Mandaic lead rolls
Mandaic lead rolls, sometimes also known as Mandaic amulets or sheets, which are related to Palestinian and Syrian metal amulets, are a specific term for a writing medium containing incantations in the Mandaic script incised onto lead sheets[1] with a pin.[2][3] Some Mandaic incantations are found on gold and silver sheets.[4][5] They are rolled up and then inserted into a metal capsule with loops on it to be worn around the neck on a string or necklace.[6][5]
History[edit]
These metal objects were produced by the Mandaeans, an ethnoreligious group, as protective talismans. Their inscribed texts are related to inscriptions written in ink on earthen ware bowls, the so-called Aramaic incantation bowls. The metal variants, however, can contain much longer texts and are often inscribed on several lead sheets with catch-lines to indicate the continuation of the text onto the next sheet.[7][8] The lead rolls date to Late Antiquity (3rd–5th centuries CE)[9]: 4 with their textual forerunners going back to the Late Parthian period and originate from Iraq (Central and South Iraq) and Iran (Khuzestan). Major established sites of finds are al-Qurnah,[10] Kish,[11] Seleucia (Sittacene),[12] Ctesiphon,[13] with the first to be discovered in graves 1853 by John George Taylor[14] in Abu Shudhr north of the Shatt al-Arab and copied by Henry Creswicke Rawlinson.[15][16] It was followed nearly sixty years later by the publication of an exemplary specimen in 1909.[7] Most of the objects came and still come through illicit antiquities trade.[17]
Very specific for Mandaic lead rolls are magical stories created by learned Mandaean writers forming a new text genre for Aramaic (historiolas)[18] which have a forerunner in the Aramaic Uruk incantation written in a very Late Babylonian cuneiform (c. 150 BC).[19][20][21]

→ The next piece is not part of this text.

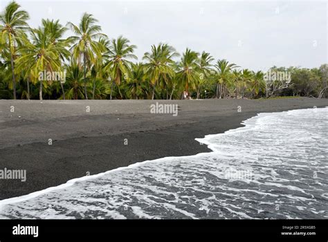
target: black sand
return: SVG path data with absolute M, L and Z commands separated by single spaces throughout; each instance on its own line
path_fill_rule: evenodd
M 156 102 L 178 104 L 179 115 L 150 113 L 149 106 Z M 313 106 L 327 106 L 328 100 L 0 100 L 0 169 L 27 173 L 26 182 L 0 180 L 0 200 L 87 173 L 207 152 L 195 138 L 241 127 L 242 121 L 259 113 Z M 10 112 L 12 106 L 15 112 Z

Such Mandaic magical texts often transmit insights on the afterlife and cults of Late Babylonian gods (Bēl, Birqa of Guzana, Nabu, Nerig/Nergal, Shamash, Sin), goddesses (Mullissu, Mammitu, Ishtar/Delibat = Δελεφατ), and deities of Iranian origin (Anahid, Danish/Danḥish,[22] Ispandarmid = Spenta Armaiti)[23][24][25][26][5][27] as well as demons (Lilith, Dew, Shedu).[28][29] A recently translated lead amulet was bought in Jerusalem.[30]
Modern artefacts[edit]
In Ahvaz, Iran, there is a copy of the Mandaean Book of John with Mandaic text inscribed on lead plates. Originally belonging to Abdullah Khaffagi, it was seen by Jorunn Jacobsen Buckley in 1973.[31]